The discussion revolves around integrating a complex function for velocity, specifically the equation $$v = \sqrt{2g\frac{T-v \pi r^2t}{\pi R^2}}$$ where g, T, r, and R are constants. The goal is to find a relationship between velocity and time to derive a displacement equation.
Participants are actively engaging with the problem, offering suggestions on how to proceed with the integration. Some guidance has been provided on solving for velocity as a function of time and the potential complexity of the resulting quadratic equation.
There is an acknowledgment of the complexity involved in the integration process, and participants express a need for clarification on the setup and assumptions regarding the variables involved.
Sewager said:Homework Statement
Integrate
$$v = \sqrt{2g\frac{T-v \pi r^2t}{\pi R^2}}$$
where g,T,r,R are constants
Homework Equations
N/A
The Attempt at a Solution
I tried playing around with the variables, but I am not sure how to integrate this. Just give me a little bit of hint would do. Thanks!

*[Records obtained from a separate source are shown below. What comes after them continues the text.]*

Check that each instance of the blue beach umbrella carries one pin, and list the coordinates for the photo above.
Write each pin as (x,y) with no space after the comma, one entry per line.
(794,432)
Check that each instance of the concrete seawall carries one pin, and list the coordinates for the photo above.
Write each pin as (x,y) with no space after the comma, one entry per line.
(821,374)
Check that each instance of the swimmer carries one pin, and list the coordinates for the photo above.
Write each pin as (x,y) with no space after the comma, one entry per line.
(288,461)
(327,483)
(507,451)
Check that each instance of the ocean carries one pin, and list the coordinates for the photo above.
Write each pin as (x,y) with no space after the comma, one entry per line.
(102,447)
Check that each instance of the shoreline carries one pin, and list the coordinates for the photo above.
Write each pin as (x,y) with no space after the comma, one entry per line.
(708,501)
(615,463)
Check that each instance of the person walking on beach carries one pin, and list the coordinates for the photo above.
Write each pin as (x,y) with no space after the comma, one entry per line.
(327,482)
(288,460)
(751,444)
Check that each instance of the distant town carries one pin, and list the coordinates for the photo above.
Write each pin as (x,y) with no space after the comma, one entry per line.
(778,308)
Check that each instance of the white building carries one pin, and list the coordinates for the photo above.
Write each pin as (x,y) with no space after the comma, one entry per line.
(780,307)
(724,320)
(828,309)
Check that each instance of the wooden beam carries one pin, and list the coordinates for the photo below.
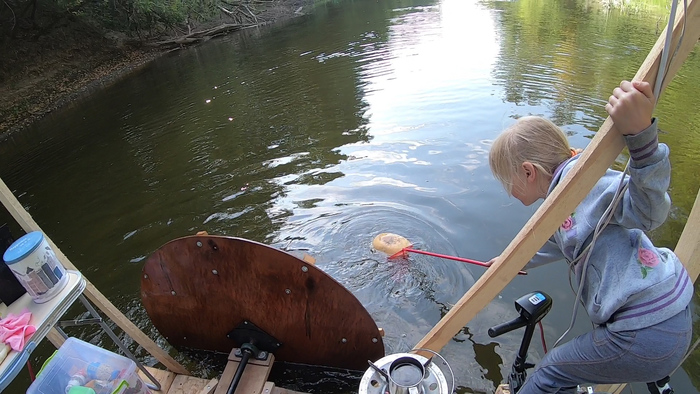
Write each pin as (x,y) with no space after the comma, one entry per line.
(688,247)
(253,379)
(688,251)
(594,161)
(101,302)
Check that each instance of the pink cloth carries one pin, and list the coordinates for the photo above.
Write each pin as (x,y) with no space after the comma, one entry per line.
(14,330)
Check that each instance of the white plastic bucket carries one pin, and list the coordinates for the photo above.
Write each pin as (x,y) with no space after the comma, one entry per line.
(36,266)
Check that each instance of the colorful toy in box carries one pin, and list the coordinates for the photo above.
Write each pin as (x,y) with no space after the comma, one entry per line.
(100,378)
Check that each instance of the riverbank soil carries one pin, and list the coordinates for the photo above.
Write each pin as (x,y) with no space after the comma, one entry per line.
(58,59)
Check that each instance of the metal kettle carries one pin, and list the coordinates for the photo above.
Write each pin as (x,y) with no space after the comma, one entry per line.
(405,373)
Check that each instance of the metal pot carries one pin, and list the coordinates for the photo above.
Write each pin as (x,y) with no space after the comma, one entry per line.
(404,373)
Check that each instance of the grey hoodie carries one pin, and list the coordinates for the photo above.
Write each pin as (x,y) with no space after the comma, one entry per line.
(629,283)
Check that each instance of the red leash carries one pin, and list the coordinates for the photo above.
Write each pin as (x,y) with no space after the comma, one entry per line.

Ray Vickson said:Integrate what? Are you solving for ##v##as a function of ##r## or ##t## for example, then calculating ##\int v\, dr## or ##\int v\, dt##? Or, are you solving for (say) ##r## as a function of ##v## then computing ##\int r \, dv##? Or are you trying to do something else?

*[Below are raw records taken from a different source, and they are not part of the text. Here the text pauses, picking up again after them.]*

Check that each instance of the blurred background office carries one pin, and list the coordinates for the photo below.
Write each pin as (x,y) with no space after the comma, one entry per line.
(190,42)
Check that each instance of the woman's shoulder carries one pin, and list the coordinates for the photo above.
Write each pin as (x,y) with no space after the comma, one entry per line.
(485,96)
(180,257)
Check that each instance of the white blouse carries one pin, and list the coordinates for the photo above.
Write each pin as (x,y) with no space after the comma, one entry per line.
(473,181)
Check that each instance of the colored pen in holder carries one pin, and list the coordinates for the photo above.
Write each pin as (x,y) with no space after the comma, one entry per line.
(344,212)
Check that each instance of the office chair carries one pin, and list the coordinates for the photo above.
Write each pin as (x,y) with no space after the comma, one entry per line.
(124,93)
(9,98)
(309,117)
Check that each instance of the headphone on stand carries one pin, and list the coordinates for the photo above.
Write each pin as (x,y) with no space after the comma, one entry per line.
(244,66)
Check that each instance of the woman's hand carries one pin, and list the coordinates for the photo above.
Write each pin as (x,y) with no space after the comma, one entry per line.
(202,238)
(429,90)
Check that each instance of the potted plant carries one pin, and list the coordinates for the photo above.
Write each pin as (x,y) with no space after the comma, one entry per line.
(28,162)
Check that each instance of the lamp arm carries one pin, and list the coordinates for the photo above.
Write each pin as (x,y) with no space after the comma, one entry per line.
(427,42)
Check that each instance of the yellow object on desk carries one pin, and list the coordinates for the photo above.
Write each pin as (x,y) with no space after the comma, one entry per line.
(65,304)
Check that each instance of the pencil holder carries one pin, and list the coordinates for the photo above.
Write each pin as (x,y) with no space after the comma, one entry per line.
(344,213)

Sewager said:I sincerely apologize for my lack of explanations.
v is velocity and t is time. The rest are just constants. I want to integrate velocity vs. time to find the displacement equation
Thank you very much, I think I have a basic understanding now! Very appreciate it!Ray Vickson said:It will be messy. Just solve for ##v## as a function of ##t## (I.e., ##v = f(t)##) then integrate, or try to. You will get a quadratic equation in ##v##, so there will be two roots (that is, two functions ##v = f_1(t)## or ##v = f_2(t)##) and you will need to figure out which one is the correct root, probably using other information that you have.